Purpose: Unresolved trauma, emotional dysregulation, and maladaptive thinking patterns are closely related to violent offending by people with intellectual disability. Current interventions usually use either Cognitive Behavior Therapy (CBT) or Dialectical Behavior Therapy (DBT) alone, with little attention to trauma-informed modifications. The study determined the efficacy of a trauma-informed integrated CBT-DBT programme in violent behavior reduction and the enhancement of emotional regulation in violent offenders with intellectual disability.

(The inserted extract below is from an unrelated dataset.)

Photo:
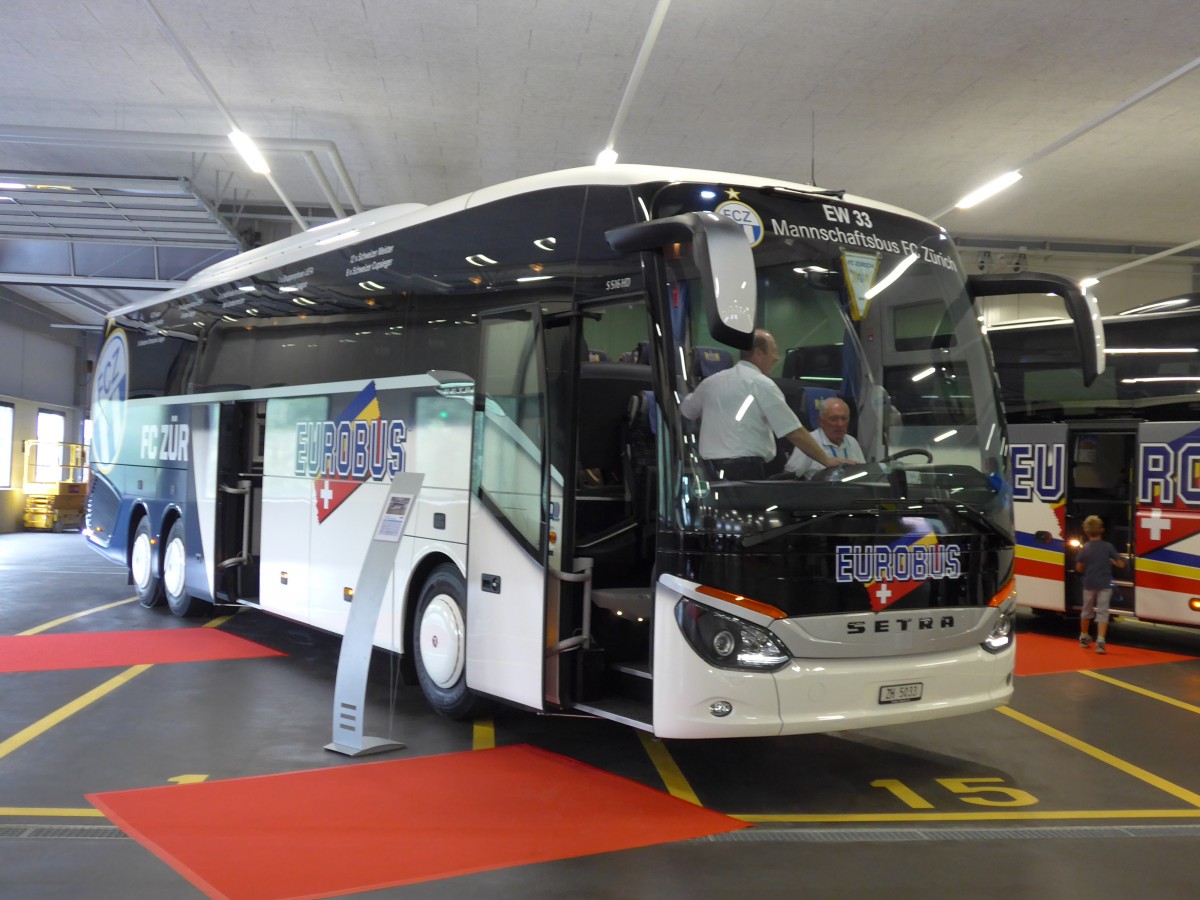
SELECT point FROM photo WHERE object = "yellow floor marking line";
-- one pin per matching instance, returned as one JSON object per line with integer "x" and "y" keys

Methods: The quasi-experimental pre- and post-intervention design was used. The participants of the study were 48 male violent offenders whose intelligence levels ranged from mild to moderate in a secure forensic rehabilitation environment. The participants were provided with a 24-week systematic trauma-informed CBT-DBT programme. Violence risk (HCR-20), emotional regulation (DERS), trauma symptoms (TSQ), and behavioral incidents were outcome measures. Paired t-tests and effect size (Cohen's d) were used to analyze data, and significance was set at p =0.05.

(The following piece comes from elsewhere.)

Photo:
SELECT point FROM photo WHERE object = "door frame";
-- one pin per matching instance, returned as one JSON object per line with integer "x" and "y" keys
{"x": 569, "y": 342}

Findings: Post-intervention comparison of results indicated that the risk score of violence significantly decreased (mean = 28.6, t(47) = 6.12, p < 0.001, d=0.88). The scores of emotional dysregulations were reduced by 31.4 (p<0.001), and the severity of trauma symptoms was lowered by 26.9 (p=0.002). Violent incidents recorded dropped in an average of 3.4 to 1.2 violent incidents per participant per month, which is a reduction of 64.7%. The evidence endorses the application of trauma-informed, combined CBT-DBT interventions to forensic service provision to individuals with intellectual disability, as a means of providing clinicians with a framework to facilitate a flexible and evidence-based way of rehabilitating individuals.
Conclusion: The study is among the first empirical reviews of a trauma-informed CBT-DBT integrated model specifically designed to work with violent offenders who have intellectual disability to fill a major gap in forensic psychological rehabilitation.